Money can also be used as a divisive tool to create an illusion of separation from each other, what is essential: God, Source, power, and even love. It is often used as proof we are good enough, lovable, wanted…and too often—to prove we’re not. Money is used as evidence for people’s intentions and proof of validation for our own thoughts, beliefs, stories/cases, meanings, symbols, and images of our projections.  As well, it is used as a measure of self-worth and worthlessness.

The list of concerns we assign the money is exhaustive.

In a recent workshop called “Exploring Money” led by my friends Lon and Sandy Golnic, I participated with ten other couples as we delved deep into the view and uses of money.

The concerns revealed by the couples seemed to have no end. They included, but were not limited to, fear of money being used for guilt, blame, shame, judgment, punishing, attacking each other, resentment, drama, and to separate from each other.  Included on the list were projections, dependencies, and the fear of dying if we did not have money.

Model Released. Young Couple Arguing

The stories of where the perception and beliefs about money were conceived and why the concerns were valid were equally exhaustive…and exhausting, including—well, especially—my own.

Lon Golnic then asked a brilliant question, one that I expect will forever change how I relate to and use money. Even though I have worked to reshape my beliefs about money consciously for over a decade, and have also held “ready to mind” a purposeful intention for how I use money, the answer to this question brought something brand new.  The sense of freedom and power that came with it was palpable.

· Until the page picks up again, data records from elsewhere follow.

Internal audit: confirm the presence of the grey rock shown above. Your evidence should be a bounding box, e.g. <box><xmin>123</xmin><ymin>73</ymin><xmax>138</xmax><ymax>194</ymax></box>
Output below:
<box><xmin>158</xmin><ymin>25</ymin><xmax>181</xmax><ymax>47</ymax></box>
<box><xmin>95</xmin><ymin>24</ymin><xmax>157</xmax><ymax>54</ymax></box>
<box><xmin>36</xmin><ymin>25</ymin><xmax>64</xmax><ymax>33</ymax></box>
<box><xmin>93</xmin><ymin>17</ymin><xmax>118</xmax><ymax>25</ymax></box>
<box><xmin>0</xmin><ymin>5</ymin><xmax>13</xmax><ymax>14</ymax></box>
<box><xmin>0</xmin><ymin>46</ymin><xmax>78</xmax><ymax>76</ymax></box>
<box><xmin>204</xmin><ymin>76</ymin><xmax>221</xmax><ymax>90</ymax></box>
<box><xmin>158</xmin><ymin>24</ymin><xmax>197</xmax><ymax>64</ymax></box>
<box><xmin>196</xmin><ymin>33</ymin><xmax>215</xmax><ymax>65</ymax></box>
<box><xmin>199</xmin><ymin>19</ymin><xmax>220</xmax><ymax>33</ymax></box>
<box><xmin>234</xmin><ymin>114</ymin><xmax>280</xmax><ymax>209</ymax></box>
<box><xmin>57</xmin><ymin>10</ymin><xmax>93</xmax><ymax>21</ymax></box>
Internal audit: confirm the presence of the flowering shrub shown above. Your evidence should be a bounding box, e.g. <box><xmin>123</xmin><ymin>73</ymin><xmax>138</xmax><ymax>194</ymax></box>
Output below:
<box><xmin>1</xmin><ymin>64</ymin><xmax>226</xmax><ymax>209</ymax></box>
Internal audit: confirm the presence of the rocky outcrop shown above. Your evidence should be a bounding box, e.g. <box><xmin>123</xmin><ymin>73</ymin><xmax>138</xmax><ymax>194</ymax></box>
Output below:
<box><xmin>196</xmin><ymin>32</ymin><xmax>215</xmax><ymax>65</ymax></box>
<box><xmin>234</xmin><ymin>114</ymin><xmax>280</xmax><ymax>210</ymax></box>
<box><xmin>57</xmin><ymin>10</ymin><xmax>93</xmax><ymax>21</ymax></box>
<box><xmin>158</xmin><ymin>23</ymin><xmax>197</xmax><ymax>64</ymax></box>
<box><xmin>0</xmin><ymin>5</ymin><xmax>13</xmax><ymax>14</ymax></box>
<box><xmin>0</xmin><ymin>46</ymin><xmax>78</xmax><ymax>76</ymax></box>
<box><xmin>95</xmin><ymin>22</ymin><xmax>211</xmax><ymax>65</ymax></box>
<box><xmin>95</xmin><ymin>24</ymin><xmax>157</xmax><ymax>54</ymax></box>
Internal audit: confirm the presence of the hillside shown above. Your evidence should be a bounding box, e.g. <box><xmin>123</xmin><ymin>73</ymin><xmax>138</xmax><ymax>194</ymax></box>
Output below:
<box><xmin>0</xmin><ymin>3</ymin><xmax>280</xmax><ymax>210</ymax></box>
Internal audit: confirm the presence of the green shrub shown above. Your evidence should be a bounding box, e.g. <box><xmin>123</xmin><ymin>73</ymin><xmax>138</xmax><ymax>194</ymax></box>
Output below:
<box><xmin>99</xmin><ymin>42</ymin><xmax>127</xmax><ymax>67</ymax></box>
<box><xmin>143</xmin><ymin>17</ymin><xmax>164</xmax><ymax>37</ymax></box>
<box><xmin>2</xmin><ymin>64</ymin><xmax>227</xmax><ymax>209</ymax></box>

I could quickly feel the magnitude of his question and the ensuing answer would infiltrate the entirety of my life:

“Where did the concerns about money originate?”

There was discussion and deliberation, then my partner Whitney simply answered, “It started in relationship.”

A sobering shift happened in the room.  It was as though the fearful and racing minds had stopped as the truth was told. Here was a truth that could set us free.

In my particularly overtold and ancient story, my dad had whipped me when I failed to collect the money from my first paper route at the age of 9.  So the concern about money was not about money at all—it was about an important relationship, one that mattered.

Another of the bright ladies in the course added the insight that in almost all the stories, there was a breakdown or failure in relationship…and money got blamed.  When she shared that, my own story was finally unraveling. Though I had seen it before and told it too many times, the beliefs I had developed and reinforced for years lost their grip.  Underneath, I could see that what had really happened was I lost the ability to express myself and be creative in relationship. These beliefs had been conceived in pain and unconsciously generalized into fear in many relationships.  At age 53 I was realizing that most of my concerns and fears about money were not about money at all.  Rather it was about the ability to express myself and be creative in relationships!

The impact of this on my ability to address fears and concerns, in relationships, and live with money on purpose will be enormous.